Labor Day is an interesting holiday for those that love liberty. For some, Labor Day reeks of the success of the socialist workers movement and should be eschewed; for others, it is merely a celebration of those whose labor is critical to our diverse economy. I propose that for those that love liberty, Labor Day can be a positive holiday that recognizes the importance of voluntary exchange in a free society. While we disagree with Lenin’s assessment of freedom in a capitalist society, we understand the source of his frustration.

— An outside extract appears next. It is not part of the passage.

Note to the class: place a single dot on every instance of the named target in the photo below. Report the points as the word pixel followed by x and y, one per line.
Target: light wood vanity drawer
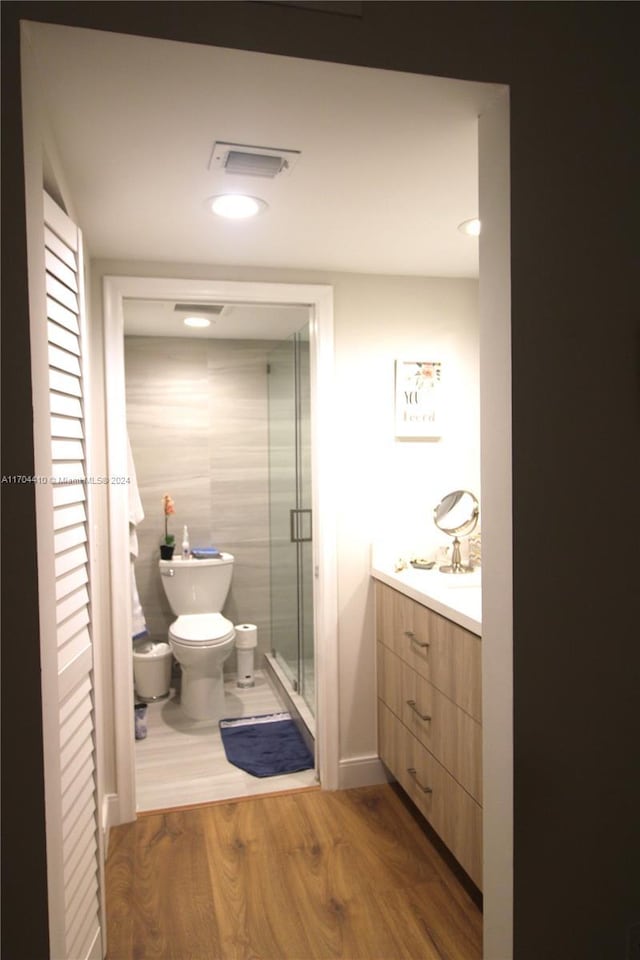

Capitalism in Lenin’s view is more about individuals than about a system. Lenin and other socialists saw powerful individuals as “capitalists.” These were the individuals who owned capital or the means of production. By owning machines and factories the capitalists could leverage their ownership into profits by hiring wage laborers to carry out production. In Lenin’s view, this employment relationship was exploitative of the worker in the same fashion as slavery. However, there is a key difference. In the slave relationship the master literally owns the slave and can coerce the slave’s labor to the master’s profit. In contrast, the employment relationship in a capitalist system is voluntary. The worker owns their labor just like the capitalist owns their factory. Thus, a worker voluntarily offers their labor to the owner in exchange for the owner’s voluntary payment of wages. If the owner feels they can profit more from the worker’s labor than from the wages they offer to pay, then the exchange is beneficial for the owner.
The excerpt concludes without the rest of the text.